Quirky Artist Villagrana And Skateboards Make A Good Mix
In buying athletic goods from Nike shoes to K2 snowboards, two features help the sports-minded customer make a decision. One is athletic function: Does the sports tool really deliver? The other is more elusive - a tool's visual style and "attitude."
No one knows it better than the year-old Bellevue-based Compression Skateboard company. Distinctive visuals have helped it break into the marketplace. In an inspired choice for a sport like skateboarding, the firm recruited local artist Roman Villagrana. Villagrana, whose art is both well-liked and striking, has the perfect mix of quirkiness and personal style. Many Compression customers even know the artist by sight; with his bulging sketchbook, he haunts local clubs and coffee shops.
Willing to chat with anyone who approaches him, Villagrana fills page after page with warmly rounded drawings - funky mythological characters and cartoon aliens. Even those who don't recognize the artist may know his work - via murals in stores such as Hyperspace Records, hangouts like the lounge at Sit & Spin, eateries such as the Rainbow Bar & Grill.
They also might have attended one of his raves or "gatherings," where Villagrana murals wave on sheets and banners while turntables spin.
His little gallery of puckishly mystical figures has built the artist a solid street reputation. Villagrana was born in Mexico but "doesn't remember much - just some random feelings and colors." He had a very rural childhood in the Northwest: small towns, farming, caring for animals. Villagrana came here from Oregon to study art, but he defected when he started learning about computers.
"For me, computers are a very human thing. I see all of us as the World Wide Web and our energies as that kind of circuitry." Far from becoming a digital artist, however, Villagrana fell back in love with the pencil and airbrush.
The graphics he has done for Compression - five skateboards, T-shirts and the company's catalog - demonstrate his most public and cartoonish side. But where they spring from might intrigue the skater-customer; Villagrana is a fan of religious art. His apartment is filled with complex, ancient images: Mayan glyphs, Tibetan thangkas and Latin saints. He likes the fact that such images already come with iconographies.
"They have these strict codes you reinterpret from your experience. And having that experience is what I'm after. I look at both the Bible and Tibetan art as reality - as interpretations of the literal truth."
For Compression, Villagrana's work means a clear identity. And that's something the sports start-up company coveted. Friends Dax Colwell and Mike Western started their firm on a hunch: They believed that snowboard "technology" could improve skateboards. With both sports hugely popular across America, Colwell and Western knew the potential market.
But they wanted to invent a wholly "new" skateboard, one that used a wooden core for the actual deck, wrapped in fiberglass resin, then compression-molded. Hence the name of their fledgling enterprise.
Now, after a year of research and development, Compression wares are making waves at athletic trade shows - and they've expanded to a manufacturing plant in Woodinville. The company has also made boards with designer Ryan Hodson. (Hodson designed another experiment in materials: a skateboard actually made out of hemp.)

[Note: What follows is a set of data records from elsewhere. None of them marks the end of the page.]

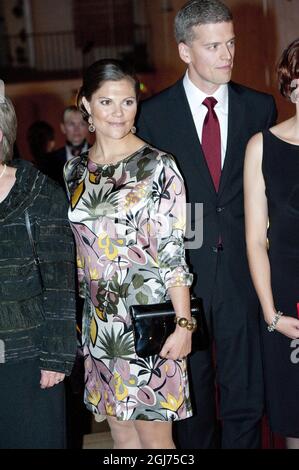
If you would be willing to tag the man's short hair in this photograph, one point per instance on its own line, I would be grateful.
(196, 13)
(288, 68)
(8, 126)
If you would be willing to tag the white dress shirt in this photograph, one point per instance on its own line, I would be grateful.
(195, 98)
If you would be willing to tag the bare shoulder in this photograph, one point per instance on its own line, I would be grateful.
(280, 129)
(254, 148)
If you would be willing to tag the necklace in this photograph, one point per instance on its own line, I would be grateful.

"But," says Colwell, "Roman's work is incredibly popular. I didn't really know the work before; I saw a mural."
"They really tracked me down," Villagrana says with a laugh. "But when we had a few meetings, they liked my thinking. I like the whole technology thing they're using, where the graphics are inside, compressed like a lamination."
Villagrana plans to keep mixing myth and technology. He's just become the father of a baby daughter, and he's balancing the child care with other changes. One is a new gallery where he will have a studio - shared with five glassblowers and two visual artists. This will be a part of the EGO Gallery, which opens in midsummer. EGO is on Eastlake Avenue overlooking Dale Chihuly's Boathouse studio. Its vaulted ceilings, exposed brick and triple skylights are being developed by Michael Dean. Dean, who has known Villagrana for eight years, hopes to win his friend's work wider attention.
Says he, "I've worked in a lot of Seattle galleries. But they've always sort of had a stuffy feel. I like visions like Roman's, I like the truly funky. I really want to promote artists on the fringe."
So far, EGO has recruited five glassblowers (Aaron Tate and Darin Dennison from the Boathouse, as well as Daryl Smith, Nathan Lesnet and Steve Cornet), plus three other local artists: Joey Masciotra, Jesse Higman and Greg Kalamar.
They join names from New York and Chicago - in a gallery roster rife with variety.
On May 15, Villagrana moves into his studio, shifting from his coffee-house chairs to a 5,500-square-foot home. He and Dean have christened it "The Playground"; Dean says he hopes the move "will make things less intense for Roman. With a new baby, and the graphics - he's got a lot on his mind."
But despite the lack of sleep, Villagrana's eyes are twinkling. He's just finished the designs on two wakeboards (the water skier's equivalent of a snowboard). But he's already making plans for two more projects. "Now, I'm finally able to start a book for children. That - and a Kama Sutra with my parody aliens."
The EGO Gallery is at 3241 Eastlake Ave. E, Seattle. Phone: 206-346-0333.